We then conducted a similar analysis using PROGgeneV2 that splits the PAAD cohort into two cohorts on the basis of the median of expression. We confirmed a similar association between high expression of MUC1, MUC4, MUC16, MUC17, MUC20, and MUC21 and shorter patient survival (Figure S2). In addition, high expression of MUC2 and MUC5B was also associated with a worse prognosis in this analysis. On the contrary, MUC9 high expression was correlated with a better outcome of PAAD patients. Finally, the analysis of GSE57495 containing 63 patients showed a trend toward an association of MUC1, MUC4, MUC16, MUC17, and MUC20 with a worse outcome that was close to statistical significance (Figure S2).
2.3. Mucin Genomic Alterations in Pancreatic Adenocarcinoma
We extracted genomic alterations and RNA-Seq by Expectation-Maximization (RSEM) values for every mucin gene in the PAAD-TCGA cohort using quantification data from RNAseq available with the cBioPortal tool. We could not retrieve any RSEM values for MUC3, MUC5AC, MUC8, MUC19, and MUC22. For the following analyses, we focused our work on available mucin data.

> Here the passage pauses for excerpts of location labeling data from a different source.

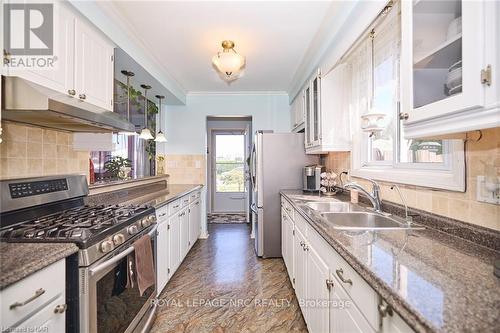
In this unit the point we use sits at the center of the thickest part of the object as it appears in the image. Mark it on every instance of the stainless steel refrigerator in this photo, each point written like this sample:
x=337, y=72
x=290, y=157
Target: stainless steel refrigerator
x=276, y=163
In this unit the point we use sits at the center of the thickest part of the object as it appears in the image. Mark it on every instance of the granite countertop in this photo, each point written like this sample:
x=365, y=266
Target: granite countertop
x=155, y=194
x=435, y=281
x=161, y=198
x=18, y=260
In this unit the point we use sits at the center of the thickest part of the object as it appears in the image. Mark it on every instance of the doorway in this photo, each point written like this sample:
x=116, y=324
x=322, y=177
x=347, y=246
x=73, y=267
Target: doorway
x=229, y=142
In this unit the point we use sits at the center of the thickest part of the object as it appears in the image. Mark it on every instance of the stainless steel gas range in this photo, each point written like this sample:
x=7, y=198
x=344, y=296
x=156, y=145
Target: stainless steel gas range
x=53, y=209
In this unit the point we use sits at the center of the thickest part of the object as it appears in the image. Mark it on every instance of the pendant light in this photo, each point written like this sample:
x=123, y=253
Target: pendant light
x=128, y=74
x=228, y=62
x=372, y=121
x=146, y=133
x=160, y=137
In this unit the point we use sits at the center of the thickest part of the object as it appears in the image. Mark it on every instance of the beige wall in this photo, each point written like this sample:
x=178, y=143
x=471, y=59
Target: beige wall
x=185, y=169
x=457, y=205
x=28, y=151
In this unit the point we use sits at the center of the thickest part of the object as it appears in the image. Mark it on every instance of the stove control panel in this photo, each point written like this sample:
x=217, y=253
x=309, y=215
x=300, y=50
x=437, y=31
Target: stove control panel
x=27, y=189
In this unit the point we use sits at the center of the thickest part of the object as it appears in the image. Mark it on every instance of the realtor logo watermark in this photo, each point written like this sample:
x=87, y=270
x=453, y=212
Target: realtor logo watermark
x=28, y=35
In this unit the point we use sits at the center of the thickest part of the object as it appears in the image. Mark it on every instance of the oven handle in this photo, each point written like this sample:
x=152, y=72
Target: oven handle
x=116, y=258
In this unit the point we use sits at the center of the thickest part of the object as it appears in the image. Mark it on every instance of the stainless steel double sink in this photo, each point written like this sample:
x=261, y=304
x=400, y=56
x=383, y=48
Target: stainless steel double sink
x=346, y=216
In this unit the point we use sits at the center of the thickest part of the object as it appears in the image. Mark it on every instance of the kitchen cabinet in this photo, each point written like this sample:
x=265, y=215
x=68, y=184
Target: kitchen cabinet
x=194, y=222
x=60, y=78
x=300, y=264
x=327, y=117
x=84, y=64
x=174, y=243
x=332, y=296
x=449, y=66
x=348, y=318
x=37, y=301
x=93, y=66
x=184, y=225
x=287, y=241
x=317, y=288
x=162, y=255
x=297, y=113
x=178, y=229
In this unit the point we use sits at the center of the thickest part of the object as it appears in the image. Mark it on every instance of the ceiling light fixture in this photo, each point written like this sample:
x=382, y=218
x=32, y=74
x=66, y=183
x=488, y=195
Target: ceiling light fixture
x=160, y=137
x=146, y=133
x=373, y=121
x=228, y=62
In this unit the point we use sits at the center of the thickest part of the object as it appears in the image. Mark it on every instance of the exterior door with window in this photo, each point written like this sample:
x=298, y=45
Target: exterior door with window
x=228, y=171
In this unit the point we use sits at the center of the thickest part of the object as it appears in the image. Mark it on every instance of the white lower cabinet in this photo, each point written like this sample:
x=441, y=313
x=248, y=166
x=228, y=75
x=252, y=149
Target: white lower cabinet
x=174, y=243
x=344, y=315
x=36, y=303
x=162, y=273
x=178, y=229
x=332, y=296
x=317, y=291
x=47, y=319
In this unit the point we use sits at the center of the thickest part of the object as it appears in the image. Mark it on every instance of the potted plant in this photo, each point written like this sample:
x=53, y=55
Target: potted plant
x=118, y=167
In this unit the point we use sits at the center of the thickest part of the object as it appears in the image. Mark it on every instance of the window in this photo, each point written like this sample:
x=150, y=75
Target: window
x=230, y=162
x=410, y=161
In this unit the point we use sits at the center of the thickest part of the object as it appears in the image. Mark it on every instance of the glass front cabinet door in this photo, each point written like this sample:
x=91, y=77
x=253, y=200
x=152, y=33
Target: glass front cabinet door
x=442, y=62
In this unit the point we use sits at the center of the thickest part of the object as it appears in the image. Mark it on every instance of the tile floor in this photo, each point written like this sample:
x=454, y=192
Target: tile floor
x=227, y=218
x=223, y=287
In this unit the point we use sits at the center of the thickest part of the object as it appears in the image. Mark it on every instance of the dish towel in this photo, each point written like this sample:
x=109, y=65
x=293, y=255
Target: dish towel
x=144, y=264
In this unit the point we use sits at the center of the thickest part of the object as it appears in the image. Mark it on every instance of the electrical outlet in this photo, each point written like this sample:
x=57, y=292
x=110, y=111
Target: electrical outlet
x=488, y=192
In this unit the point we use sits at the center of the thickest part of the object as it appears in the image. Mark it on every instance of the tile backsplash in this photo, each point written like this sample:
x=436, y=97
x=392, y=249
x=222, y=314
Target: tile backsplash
x=185, y=169
x=28, y=151
x=457, y=205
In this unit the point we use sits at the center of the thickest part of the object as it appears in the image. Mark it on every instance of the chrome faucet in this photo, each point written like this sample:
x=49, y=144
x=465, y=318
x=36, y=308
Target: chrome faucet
x=408, y=218
x=374, y=196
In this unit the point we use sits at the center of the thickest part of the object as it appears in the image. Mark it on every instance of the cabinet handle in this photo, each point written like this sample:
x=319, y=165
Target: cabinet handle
x=340, y=274
x=329, y=283
x=384, y=310
x=60, y=308
x=38, y=293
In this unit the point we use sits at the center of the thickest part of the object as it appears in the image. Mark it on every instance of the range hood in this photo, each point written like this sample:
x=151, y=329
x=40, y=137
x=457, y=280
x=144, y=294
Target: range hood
x=30, y=103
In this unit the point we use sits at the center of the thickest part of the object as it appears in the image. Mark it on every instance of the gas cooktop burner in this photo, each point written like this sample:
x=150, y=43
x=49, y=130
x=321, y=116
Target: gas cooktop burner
x=79, y=224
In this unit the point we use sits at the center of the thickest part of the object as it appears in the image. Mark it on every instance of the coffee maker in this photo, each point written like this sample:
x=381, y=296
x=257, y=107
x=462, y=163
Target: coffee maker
x=312, y=177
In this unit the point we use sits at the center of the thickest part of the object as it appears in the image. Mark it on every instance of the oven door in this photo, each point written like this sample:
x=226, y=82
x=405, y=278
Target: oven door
x=106, y=304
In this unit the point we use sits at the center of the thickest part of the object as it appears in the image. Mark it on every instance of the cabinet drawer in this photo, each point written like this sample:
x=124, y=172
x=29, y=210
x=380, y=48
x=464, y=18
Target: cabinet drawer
x=365, y=298
x=301, y=224
x=174, y=207
x=288, y=207
x=184, y=201
x=46, y=319
x=194, y=196
x=162, y=213
x=35, y=291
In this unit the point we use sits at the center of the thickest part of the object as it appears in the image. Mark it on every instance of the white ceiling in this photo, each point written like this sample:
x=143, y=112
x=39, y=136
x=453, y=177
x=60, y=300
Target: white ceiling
x=182, y=36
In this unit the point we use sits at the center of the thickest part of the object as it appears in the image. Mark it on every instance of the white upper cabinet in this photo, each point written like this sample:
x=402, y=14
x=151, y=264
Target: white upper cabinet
x=327, y=117
x=84, y=62
x=449, y=48
x=297, y=113
x=61, y=78
x=94, y=66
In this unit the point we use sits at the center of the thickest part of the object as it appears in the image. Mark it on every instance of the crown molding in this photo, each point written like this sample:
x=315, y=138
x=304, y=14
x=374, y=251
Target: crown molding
x=238, y=93
x=105, y=16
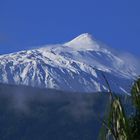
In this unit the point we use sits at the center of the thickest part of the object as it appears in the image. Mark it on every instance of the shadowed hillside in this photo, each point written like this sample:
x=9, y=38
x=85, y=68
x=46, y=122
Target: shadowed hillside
x=31, y=113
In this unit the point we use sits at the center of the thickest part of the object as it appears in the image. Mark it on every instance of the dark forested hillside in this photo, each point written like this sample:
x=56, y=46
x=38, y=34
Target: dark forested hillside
x=39, y=114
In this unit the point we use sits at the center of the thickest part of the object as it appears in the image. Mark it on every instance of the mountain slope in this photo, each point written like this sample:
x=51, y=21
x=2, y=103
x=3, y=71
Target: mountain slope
x=74, y=66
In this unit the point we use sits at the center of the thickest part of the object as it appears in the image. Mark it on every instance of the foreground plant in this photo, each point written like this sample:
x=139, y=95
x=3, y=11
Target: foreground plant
x=118, y=125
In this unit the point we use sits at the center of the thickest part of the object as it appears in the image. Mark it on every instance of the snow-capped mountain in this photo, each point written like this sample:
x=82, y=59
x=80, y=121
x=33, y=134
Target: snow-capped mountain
x=78, y=65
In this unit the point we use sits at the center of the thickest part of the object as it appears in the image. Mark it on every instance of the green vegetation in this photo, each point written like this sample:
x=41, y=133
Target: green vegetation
x=119, y=124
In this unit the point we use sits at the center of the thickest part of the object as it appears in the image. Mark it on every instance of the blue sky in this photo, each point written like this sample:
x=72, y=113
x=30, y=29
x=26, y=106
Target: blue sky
x=26, y=23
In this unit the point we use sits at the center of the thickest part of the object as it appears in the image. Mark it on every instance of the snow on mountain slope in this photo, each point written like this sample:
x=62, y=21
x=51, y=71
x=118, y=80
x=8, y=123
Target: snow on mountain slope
x=74, y=66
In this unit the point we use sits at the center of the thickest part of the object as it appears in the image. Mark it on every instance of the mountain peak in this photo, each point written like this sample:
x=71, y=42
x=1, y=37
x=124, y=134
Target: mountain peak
x=83, y=41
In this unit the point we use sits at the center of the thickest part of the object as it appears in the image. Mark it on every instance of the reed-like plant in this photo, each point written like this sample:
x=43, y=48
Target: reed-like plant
x=118, y=125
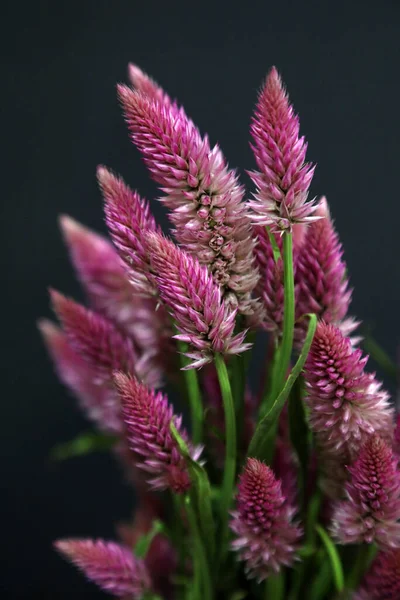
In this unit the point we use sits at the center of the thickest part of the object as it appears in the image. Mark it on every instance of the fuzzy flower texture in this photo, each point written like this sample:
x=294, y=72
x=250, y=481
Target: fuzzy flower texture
x=170, y=320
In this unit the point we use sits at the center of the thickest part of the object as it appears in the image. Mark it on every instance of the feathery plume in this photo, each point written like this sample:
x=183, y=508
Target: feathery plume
x=204, y=196
x=284, y=178
x=321, y=281
x=98, y=400
x=203, y=319
x=148, y=417
x=371, y=511
x=111, y=566
x=265, y=536
x=382, y=580
x=94, y=337
x=128, y=216
x=146, y=85
x=102, y=275
x=346, y=404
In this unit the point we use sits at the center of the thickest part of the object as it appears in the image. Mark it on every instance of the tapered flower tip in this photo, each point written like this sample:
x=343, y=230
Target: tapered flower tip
x=145, y=84
x=111, y=566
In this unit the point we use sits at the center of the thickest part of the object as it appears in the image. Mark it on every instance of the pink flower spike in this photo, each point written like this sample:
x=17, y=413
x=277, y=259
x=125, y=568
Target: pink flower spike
x=371, y=511
x=382, y=580
x=146, y=85
x=127, y=217
x=204, y=196
x=111, y=566
x=97, y=398
x=265, y=536
x=95, y=338
x=283, y=178
x=203, y=319
x=148, y=417
x=321, y=281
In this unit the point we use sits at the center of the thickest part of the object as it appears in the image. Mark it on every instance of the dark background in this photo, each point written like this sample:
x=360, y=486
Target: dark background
x=61, y=61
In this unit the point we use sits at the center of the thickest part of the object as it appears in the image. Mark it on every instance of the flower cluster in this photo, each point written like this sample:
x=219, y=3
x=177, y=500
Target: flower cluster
x=269, y=476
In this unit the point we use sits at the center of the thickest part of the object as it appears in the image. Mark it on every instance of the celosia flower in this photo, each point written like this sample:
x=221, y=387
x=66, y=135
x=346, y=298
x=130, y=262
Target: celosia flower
x=346, y=404
x=203, y=319
x=283, y=178
x=104, y=280
x=148, y=417
x=146, y=85
x=371, y=510
x=204, y=196
x=265, y=536
x=111, y=566
x=382, y=580
x=322, y=284
x=128, y=216
x=98, y=400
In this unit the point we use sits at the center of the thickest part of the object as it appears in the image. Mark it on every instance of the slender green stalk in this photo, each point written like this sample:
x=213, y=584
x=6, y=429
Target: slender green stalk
x=288, y=315
x=275, y=587
x=194, y=395
x=230, y=445
x=202, y=580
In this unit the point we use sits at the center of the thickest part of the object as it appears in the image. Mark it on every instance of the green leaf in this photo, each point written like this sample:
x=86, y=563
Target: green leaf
x=260, y=445
x=144, y=542
x=202, y=492
x=336, y=564
x=86, y=443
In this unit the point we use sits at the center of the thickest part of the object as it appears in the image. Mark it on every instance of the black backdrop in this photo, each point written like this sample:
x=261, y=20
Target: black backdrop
x=60, y=63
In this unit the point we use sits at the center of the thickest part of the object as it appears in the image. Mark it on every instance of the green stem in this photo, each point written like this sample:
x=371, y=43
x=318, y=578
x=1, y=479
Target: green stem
x=202, y=579
x=194, y=395
x=230, y=445
x=288, y=315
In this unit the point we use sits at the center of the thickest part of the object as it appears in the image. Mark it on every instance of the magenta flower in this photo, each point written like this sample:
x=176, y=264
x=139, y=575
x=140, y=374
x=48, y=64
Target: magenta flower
x=146, y=85
x=204, y=196
x=265, y=536
x=186, y=287
x=283, y=178
x=98, y=400
x=382, y=580
x=148, y=417
x=346, y=404
x=322, y=284
x=111, y=566
x=105, y=282
x=371, y=511
x=128, y=216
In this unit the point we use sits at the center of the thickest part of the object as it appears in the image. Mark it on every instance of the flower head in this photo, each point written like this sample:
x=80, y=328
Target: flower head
x=346, y=404
x=111, y=566
x=382, y=580
x=265, y=536
x=128, y=216
x=371, y=510
x=98, y=400
x=204, y=196
x=148, y=418
x=283, y=178
x=322, y=284
x=203, y=318
x=109, y=292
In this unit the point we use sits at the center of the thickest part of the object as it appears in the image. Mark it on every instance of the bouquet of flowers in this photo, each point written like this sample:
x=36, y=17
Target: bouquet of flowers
x=285, y=489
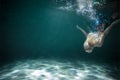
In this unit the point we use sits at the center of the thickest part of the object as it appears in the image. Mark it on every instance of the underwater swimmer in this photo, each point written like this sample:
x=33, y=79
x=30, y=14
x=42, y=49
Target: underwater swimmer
x=95, y=39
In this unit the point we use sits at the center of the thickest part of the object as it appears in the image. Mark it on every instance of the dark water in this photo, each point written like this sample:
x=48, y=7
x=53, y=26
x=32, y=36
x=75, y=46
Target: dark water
x=33, y=29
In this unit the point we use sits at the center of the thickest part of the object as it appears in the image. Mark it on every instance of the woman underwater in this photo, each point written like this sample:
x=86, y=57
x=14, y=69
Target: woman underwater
x=96, y=39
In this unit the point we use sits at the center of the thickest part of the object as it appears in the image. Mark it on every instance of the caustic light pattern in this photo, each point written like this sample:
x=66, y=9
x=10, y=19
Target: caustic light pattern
x=53, y=70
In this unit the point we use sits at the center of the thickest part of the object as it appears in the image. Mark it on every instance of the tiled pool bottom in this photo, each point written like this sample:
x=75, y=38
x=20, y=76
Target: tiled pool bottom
x=54, y=70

The oncoprint is presented in Figure 3. In total, 63% of PDAC samples (105/168) harbored at least one mucin gene alteration event (amplification, deletion, mRNA high, or mutation) with MUC1, MUC17, MUC16, and MUC4 being the most frequently altered genes (15%, 15%, 14%, and 9%, respectively). There was no significant statistical difference in survival between altered and nonaltered groups (Figure S3A). We performed a similar analysis for individual mucins. Only MUC16 alterations were associated with worse overall survival and shorter progression-free survival (Figure S3C,D). We also investigated the most frequent gene mutations in altered and nonaltered groups. Interestingly, we observed an enrichment of the cornerstone V-Ki-ras2 Kirsten ratsarcoma viral oncogene homolog (KRAS) mutation in the mucin gene-altered group (70.48% vs. 57.14%, p = 0.0564). Furthermore, Titin (TTN) (23.81% vs. 1.59%, p < 0.001), Ras-responsive element-binding protein 1 (RREB1) (6.67% vs. 0%, p = 0.0345), and cyclin-dependent kinase inhibitor 2A (CDKN2A) (24.76% vs. 12.7%, p = 0.0435) were the most enriched gene mutations occurring in the mucin altered group (Figure S3B).
Figure 3
cBioPortal oncoprint of mucin genes in pancreatic adenocarcinoma PAAD cohort of the TCGA dataset. Mucin genes data were extracted using cBioPortal to illustrate every mucin gene alteration (gene amplification, deletion, mutations, and mRNA high levels) for each patient of the PAAD cohort. The heatmap illustrates the mRNA level for each patient.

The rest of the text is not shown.